Tony Woodcock's Test career is over after the All Blacks confirmed a hamstring injury has ruled their most-capped prop out of the rest of the World Cup.

The 34-year-old loosehead, who was retiring after the tournament, sustained the injury as the reigning champions beat Tonga 47-9 on Saturday to cruise into the quarter-finals as Pool C winners.

The injury will take at least three weeks to heal, so Woodcock's out of the Cup - and rugby.

The third most-capped prop in the history of the game behind Gethin Jenkins of Wales and England's Jason Leonard, Woodcock scored New Zealand's only try in their 2011 World Cup final triumph.

Along with Richie McCaw, Dan Carter and Keven Mealamu, Woodcock was considered a key member of that All Blacks side, and coach Steve Hansen was disappointed his career had ended this way.

"It's not a great way for a great player to play his last test match if he's going to retire," Hansen told reporters. "So it is disappointing for him, but sport's like that, it can be quite cruel."

Woodcock will be replaced in the squad by Crusaders prop Joe Moody, who flew out on Saturday to join the squad in Swansea.

Wyatt Crockett and Ben Franks have also started a match apiece at loosehead prop.
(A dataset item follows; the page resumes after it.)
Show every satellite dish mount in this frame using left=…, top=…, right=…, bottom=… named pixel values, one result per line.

Moody, 27, had been expected to start Canterbury's provincial game against Southland in Christchurch on Saturday but sat in the stands before leaving the ground at half-time.

Canterbury coach Scott Robertson confirmed he spoke with All Blacks manager Darren Shand just after noon on Saturday, and they agreed to let Moody go.

New Zealand will play Ireland or France in the World Cup quarter-finals in Cardiff on Sunday.

A sheep and dairy farmer, Woodcock played for his country at all age levels before making his Test debut against Wales in Cardiff at the age of 22 in 2002.

He soon cemented his place in the New Zealand front row and played all three Tests in the British and Irish Lions triumph of 2005 and four matches at the 2007 World Cup.

Regarded as the best loosehead in the world for his scrummaging and hard work around the pitch, Woodcock's mobility also made him a threat with ball in hand.

He played every match in New Zealand's triumphant 2011 World Cup campaign, 13 Tests in 2012 and 12 in 2013 before injury struck to wreck his 2014 season.

A shoulder injury also ended his 2015 Super Rugby season prematurely and he brought an end to his 12-year career with the Blues in June.

"He's an unsung hero, Woody," Hansen added. "Woody just got better and better and he's been a great player. He's a very mobile footballer and a skilled rugby player.

"He can reflect on his career at some point, when he's ready to do that, with a lot of satisfaction and New Zealanders can be very proud of him."

Woodcock could yet remain in camp, with Hansen saying that's a decision the now-former player needs to make.